Transverse Emittance Reduction in Muon Beams by Ionization Cooling
The MICE Collaboration: M. Bogomilov, R. Tsenov, G. Vankova-Kirilova,, Y. P. Song, J. Y. Tang, Z. H. Li, R. Bertoni, M. Bonesini, F. Chignoli, R., Mazza, A. de Bari, D. Orestano, L. Tortora, Y. Kuno, H. Sakamoto, A. Sato, S., Ishimoto, M. Chung, C. K. Sung, F. Filthaut

TL;DR
This paper demonstrates ionization cooling of muon beams, showing a significant reduction in transverse emittance, which is crucial for developing high-brightness muon sources for future high-energy physics applications.
Contribution
The study provides experimental evidence of ionization cooling in muon beams, validated by simulation and theory, advancing muon beam technology.
Findings
Transverse emittance reduction observed in muon beams
Experimental results match simulation and theoretical models
Progress towards muon-based high-energy facilities
Abstract
Accelerated muon beams have been considered for next-generation studies of high-energy lepton-antilepton collisions and neutrino oscillations.
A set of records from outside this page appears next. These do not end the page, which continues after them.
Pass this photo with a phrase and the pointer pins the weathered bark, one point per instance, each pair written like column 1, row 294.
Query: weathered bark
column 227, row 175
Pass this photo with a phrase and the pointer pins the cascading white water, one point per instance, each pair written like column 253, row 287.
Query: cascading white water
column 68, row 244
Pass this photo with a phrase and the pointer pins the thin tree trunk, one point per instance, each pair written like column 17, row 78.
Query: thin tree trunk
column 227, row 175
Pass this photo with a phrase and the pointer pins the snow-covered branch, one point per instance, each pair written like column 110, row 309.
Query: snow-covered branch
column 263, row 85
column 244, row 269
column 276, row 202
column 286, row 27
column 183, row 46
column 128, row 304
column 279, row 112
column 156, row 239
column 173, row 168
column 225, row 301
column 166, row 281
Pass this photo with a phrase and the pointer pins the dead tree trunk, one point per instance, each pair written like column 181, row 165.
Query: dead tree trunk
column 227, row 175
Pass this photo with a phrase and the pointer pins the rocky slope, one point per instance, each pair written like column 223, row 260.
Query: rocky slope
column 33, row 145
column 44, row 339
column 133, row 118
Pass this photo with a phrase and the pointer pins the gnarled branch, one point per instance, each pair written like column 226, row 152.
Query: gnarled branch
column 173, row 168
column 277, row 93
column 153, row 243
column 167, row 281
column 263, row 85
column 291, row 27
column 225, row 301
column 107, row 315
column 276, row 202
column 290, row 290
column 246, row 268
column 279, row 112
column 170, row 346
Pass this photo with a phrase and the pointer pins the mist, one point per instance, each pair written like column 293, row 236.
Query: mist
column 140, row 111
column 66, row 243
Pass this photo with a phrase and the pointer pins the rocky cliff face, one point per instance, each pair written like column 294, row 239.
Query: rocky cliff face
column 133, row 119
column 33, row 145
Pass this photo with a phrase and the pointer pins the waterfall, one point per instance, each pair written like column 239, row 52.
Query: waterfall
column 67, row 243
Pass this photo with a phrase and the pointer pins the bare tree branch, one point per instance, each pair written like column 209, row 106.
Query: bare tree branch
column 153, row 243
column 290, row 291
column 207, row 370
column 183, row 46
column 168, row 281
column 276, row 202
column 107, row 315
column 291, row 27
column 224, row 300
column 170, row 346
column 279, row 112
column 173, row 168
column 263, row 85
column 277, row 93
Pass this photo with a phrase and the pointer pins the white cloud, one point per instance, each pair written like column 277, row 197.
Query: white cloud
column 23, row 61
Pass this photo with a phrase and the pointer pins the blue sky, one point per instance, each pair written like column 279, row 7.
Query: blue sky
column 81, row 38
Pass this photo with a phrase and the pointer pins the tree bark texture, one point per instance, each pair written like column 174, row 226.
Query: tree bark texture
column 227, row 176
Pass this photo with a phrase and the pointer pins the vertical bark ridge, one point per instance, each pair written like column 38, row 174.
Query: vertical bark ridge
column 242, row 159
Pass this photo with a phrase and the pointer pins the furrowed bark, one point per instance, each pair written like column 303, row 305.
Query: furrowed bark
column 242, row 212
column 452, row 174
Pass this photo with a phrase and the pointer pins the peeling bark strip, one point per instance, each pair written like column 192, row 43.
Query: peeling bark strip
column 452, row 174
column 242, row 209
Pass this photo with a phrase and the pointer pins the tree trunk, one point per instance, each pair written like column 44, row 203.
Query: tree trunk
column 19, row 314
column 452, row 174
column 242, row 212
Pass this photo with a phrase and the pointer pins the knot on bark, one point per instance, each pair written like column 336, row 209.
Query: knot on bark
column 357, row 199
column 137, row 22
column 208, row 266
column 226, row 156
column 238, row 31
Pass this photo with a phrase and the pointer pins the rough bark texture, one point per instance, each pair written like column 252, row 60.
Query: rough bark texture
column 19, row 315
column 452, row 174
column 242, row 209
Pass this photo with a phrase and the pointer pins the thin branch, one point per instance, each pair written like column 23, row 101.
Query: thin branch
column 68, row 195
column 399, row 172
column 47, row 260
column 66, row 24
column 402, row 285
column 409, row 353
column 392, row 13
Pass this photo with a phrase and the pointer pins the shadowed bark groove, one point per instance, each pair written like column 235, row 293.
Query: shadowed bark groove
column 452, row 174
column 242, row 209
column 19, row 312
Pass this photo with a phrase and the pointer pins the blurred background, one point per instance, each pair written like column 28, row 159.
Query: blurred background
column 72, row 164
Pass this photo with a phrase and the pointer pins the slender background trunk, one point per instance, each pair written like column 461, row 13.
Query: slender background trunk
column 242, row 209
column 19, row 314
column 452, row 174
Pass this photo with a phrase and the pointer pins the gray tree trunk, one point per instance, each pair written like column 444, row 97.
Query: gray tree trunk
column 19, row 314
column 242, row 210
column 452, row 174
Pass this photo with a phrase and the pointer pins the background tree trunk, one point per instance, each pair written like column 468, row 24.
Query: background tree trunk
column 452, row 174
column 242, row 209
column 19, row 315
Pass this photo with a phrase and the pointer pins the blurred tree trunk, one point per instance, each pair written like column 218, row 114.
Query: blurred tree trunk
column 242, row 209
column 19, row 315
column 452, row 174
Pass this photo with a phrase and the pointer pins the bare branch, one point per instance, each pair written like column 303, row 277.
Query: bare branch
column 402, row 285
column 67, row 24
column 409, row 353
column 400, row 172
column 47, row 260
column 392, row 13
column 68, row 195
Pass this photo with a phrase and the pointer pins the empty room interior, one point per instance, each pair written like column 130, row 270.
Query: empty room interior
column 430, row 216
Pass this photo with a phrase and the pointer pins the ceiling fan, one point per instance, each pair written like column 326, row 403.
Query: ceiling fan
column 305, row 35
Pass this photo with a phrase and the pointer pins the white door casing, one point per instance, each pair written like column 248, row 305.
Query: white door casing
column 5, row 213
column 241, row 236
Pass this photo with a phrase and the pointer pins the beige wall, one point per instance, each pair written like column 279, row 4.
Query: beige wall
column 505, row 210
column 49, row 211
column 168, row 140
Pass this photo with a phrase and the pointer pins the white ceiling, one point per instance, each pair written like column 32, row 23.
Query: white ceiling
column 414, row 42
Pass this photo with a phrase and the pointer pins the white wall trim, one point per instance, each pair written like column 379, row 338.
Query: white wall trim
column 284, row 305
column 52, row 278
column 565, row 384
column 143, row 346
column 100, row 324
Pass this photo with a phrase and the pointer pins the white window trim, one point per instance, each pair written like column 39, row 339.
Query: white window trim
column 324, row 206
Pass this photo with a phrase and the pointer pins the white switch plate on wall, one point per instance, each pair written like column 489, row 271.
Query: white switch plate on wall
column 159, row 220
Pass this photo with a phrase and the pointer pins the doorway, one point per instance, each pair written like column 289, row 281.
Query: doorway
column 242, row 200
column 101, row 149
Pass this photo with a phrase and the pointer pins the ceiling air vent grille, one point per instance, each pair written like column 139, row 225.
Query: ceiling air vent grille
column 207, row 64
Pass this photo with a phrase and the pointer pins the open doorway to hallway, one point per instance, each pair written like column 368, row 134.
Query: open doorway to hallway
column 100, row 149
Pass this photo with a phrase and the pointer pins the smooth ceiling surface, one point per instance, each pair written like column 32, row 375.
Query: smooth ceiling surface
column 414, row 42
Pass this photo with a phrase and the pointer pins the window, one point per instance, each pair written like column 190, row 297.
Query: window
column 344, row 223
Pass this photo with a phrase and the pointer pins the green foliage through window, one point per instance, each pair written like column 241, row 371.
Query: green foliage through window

However, high-brightness muon beams have not yet been produced. The main challenge for muon acceleration and storage stems from the large phase-space volume occupied by the beam, derived from the muon production mechanism through the decay of pions from proton collisions. Ionization cooling is the technique proposed to decrease the muon beam phase-space volume. Here we demonstrate a clear signal of ionization cooling through the observation of transverse emittance reduction in beams that traverse lithium hydride or liquid hydrogen absorbers in the Muon Ionization Cooling Experiment (MICE). The measurement is well reproduced by the simulation of the experiment and the theoretical model. The results shown here represent a substantial advance…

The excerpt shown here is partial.